St Andrews was like a cathedral after seeing a skein of small churches like Wicken and Landbeach. The impression was quite appropriate - Soham was briefly the site of a cathedral founded by St Felix, who established a see here in the 7th century. It didn't last long, being destroyed by the Danes not long afterwards.
The present church has a 12th century cruciform plan, though the exterior is pure Perpendicular. The lofty tower is visible for miles around. It was rebuilt in the 15th-16th centuries, replacing a fallen crossing tower, and is a glorious example of its kind. There is a fine flint base course, and the parapet has some splendid flushwork and pinnacles. It is simultaneously reminiscient of the best Suffolk tower parapets (Mendlesham and Walberswick, for example) and of Cambridge architecture.
This is perhaps unsurprising, given that there is some evidence that the tower (the bottom half, at any rate) was designed by John Wastell. It is my opinion that Wastell is one of the least-appreciated of the great British architects. He was the final master mason working on King's College Chapel, and was responsible for the miraculous fan vaulting there. He designed the crossing tower at Canterbury Cathedral, too, and the retrochoir at Peterborough.

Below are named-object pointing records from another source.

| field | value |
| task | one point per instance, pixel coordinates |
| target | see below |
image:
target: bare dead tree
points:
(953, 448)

There's good reason to see his hand at Bury St James (subsequently turned into St Edmundsbury Cathedral), Lavenham, Cambridge St Mary the Great and Saffron Walden - great churches all. Architects after the Reformation with such a record were lauded and are famous - a comparison with Wren is perhaps a little over the top, but Wastell certainly seems to have been as important as people like Hawksmoor or Vanburgh were later on. Someone ought to write a biography and set the record straight.
I do beg your pardon. Where were we? Ah yes - we've just had a look at the tower, and we're now entering the church through the elaborate porch. The rest of the exterior lives up to the tower, by the way - very grand. My favourite bit was the monkey on the north transept.

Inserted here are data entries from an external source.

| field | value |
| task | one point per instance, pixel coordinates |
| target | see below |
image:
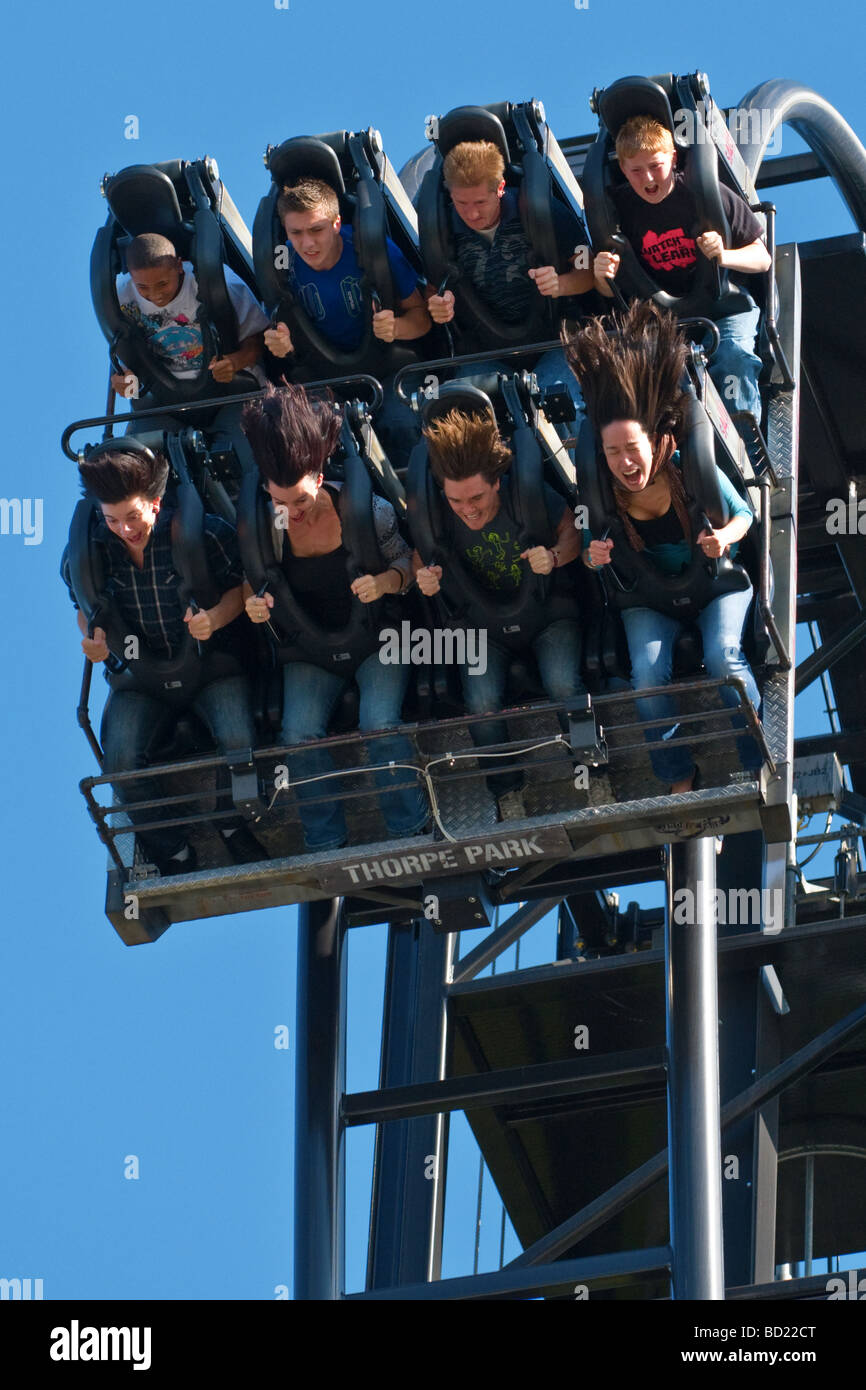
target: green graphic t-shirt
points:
(492, 553)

Inside, one is immediately struck by the tower arch. As one might expect, it is tall and thin - very stately. The age of the church is a bit more evident in here: the nave arcades (crowned though they are by a fine Perpendicular clerestory) are transitional, and the western tower arch is richly decorated in a strange style halfway between Transitional and Early English. The carving is so crisp that I was initially convinced that it must be Victorian - apparently not, though. I suppose that the advantageous water transport makes getting good stone rather easier here than it is further south and east - and Soham was always a rich place.

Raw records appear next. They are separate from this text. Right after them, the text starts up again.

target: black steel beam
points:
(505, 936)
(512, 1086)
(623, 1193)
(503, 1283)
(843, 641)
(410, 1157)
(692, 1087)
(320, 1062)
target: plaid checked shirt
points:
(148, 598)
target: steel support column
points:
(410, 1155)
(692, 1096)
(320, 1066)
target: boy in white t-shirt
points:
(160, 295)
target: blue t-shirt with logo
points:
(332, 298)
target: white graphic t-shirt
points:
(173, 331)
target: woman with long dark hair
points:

The roof in the nave is a classic East Anglian one, with alternating hammer- and tie-beams, angels soaring out from the hammers.
In the north transept, there is a fine original screen. The tracery is particularly elegant, and lots of original colour survives - rich green and gold and deep crimson. The chancel has a lovely east window - Decorated, I think. It had niches on either side, with some original colouring remaining.
A wallpainting of a bishop peeks out from behind the whitewash, and there is a lovely ensemble of piscina and sedilia in crisp, elegant Perpendicular.
It was starting to get late, and the woman who had been pottering around putting out flowers asked us if we would be long, because she wanted to lock up. We got into conversation with her, and wandered into the south aisle (which incidentally has a nice piscina next to the altar) where she showed us their new stained glass window.
It is an image of St Felix, having a presence here once again after thirteen centuries, and it was unveiled very recently. They are rather unhappy with it - the design was dominated by greens and blues, but the window is actually rather brown, and the green and blue are restricted. The painting on the glass is rather peculiar, too - full of ugly hatching, rather like Charles Keeping at his most scratchy and gloomy. 'And the roundels look like milk bottle bottoms'. Still, there are some other modern windows with nicer glass in them. It's nice, too, that people can be commemorated in the nave windows. There are lots of windows, but then, there seems to be plenty of demand - this church is obviously still at the heart of its community.
St Andrew's was open when we visited.